As you might see, those layers define rules of communication, so it is something we can use to build around validation, that rule is followed. Which will help LLMs to self-correct in case of mistakes.

Conclusion

This domain type system approach offers a middle ground between the purity of traditional DDD aggregates and the pragmatic flexibility of service layers. By leveraging TypeScript's type system to encode domain states and business rules directly into type definitions, we create natural guard rails that guide human developers and constrain AI code generation alike.

Here are the key benefits I've observed in my real-world experiments:

For AI-assisted development: LLMs are forced to construct the correct variant types before performing operations (well, at least they try to 😛), which significantly reduces logic errors like mixing up entity IDs or applying operations to invalid states. The type system becomes a compile-time safety net, catching many issues that would otherwise require careful human review and rework.

For human maintainability: The code becomes genuinely self-documenting. When you see a function signature like pay(ticket: ReservedTicket), the preconditions are immediately clear. Business logic lives in the types rather than being buried in runtime checks scattered throughout service methods.

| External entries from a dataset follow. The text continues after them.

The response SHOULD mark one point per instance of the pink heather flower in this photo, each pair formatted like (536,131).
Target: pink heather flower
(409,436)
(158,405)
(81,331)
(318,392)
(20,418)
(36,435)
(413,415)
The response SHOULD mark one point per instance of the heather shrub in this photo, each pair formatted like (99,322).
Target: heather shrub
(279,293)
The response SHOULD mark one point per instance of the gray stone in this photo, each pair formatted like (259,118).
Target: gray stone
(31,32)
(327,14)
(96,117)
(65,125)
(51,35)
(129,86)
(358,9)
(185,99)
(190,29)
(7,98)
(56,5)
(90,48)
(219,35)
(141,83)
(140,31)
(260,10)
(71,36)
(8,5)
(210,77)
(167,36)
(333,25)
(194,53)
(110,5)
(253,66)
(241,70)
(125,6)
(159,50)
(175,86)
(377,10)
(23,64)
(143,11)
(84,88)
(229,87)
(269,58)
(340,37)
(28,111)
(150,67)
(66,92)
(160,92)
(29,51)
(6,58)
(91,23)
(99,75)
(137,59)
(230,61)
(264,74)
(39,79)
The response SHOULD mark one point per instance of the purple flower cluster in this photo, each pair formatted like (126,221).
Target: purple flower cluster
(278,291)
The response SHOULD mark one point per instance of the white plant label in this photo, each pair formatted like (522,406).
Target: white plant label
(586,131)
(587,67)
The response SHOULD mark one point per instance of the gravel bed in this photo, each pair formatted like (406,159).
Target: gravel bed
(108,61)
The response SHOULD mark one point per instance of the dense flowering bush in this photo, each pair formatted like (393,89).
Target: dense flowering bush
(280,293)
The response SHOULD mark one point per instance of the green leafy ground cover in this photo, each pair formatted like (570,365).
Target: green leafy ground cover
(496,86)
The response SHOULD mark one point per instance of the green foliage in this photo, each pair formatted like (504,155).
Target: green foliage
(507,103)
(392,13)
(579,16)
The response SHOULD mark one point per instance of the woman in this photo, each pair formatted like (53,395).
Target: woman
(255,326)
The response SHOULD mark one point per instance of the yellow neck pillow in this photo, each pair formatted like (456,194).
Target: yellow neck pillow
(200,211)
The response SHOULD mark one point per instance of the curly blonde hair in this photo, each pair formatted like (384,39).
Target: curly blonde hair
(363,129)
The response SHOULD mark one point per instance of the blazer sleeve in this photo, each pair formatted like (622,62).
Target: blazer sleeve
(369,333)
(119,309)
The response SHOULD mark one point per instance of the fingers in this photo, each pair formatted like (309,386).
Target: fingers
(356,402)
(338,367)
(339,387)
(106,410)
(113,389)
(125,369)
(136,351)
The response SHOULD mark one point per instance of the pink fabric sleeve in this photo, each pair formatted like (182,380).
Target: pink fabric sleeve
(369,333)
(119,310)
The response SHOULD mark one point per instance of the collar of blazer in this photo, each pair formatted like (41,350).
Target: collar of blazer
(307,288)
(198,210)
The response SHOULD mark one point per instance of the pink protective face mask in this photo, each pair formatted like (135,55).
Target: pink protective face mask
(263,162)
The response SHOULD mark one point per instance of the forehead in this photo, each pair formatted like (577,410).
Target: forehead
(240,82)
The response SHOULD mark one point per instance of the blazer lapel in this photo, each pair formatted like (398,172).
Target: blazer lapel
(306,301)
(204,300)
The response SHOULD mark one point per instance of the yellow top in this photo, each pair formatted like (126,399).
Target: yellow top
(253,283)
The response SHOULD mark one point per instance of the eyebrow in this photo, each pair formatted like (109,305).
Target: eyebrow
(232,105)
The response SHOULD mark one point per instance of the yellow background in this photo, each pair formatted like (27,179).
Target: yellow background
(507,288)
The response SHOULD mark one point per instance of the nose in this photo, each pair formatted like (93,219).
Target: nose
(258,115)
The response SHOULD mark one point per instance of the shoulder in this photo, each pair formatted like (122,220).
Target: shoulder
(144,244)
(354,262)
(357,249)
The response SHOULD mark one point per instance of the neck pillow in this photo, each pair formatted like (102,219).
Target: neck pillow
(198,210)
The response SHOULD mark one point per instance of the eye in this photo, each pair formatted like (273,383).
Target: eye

For performance and reliability: Unlike traditional DDD aggregates, this approach doesn't lock you into pessimistic locking or force you to load entire object graphs. You can still leverage database-level constraints, optimistic concurrency control, and efficient queries while retaining the benefits of domain modeling.

Is this approach perfect? Absolutely not. It requires more upfront investment in type modeling, and teams need to understand the conventions around variant construction and capability design. But for teams working with AI code generation at scale - or those who want domain modeling benefits without traditional DDD's performance penalties - it presents a compelling alternative.

The real test will be whether this scales in larger codebases and whether these type-driven constraints actually improve AI code quality in practice. But early results are promising: when you make invalid states unrepresentable in the type system, both humans and AIs tend to write more correct code by default.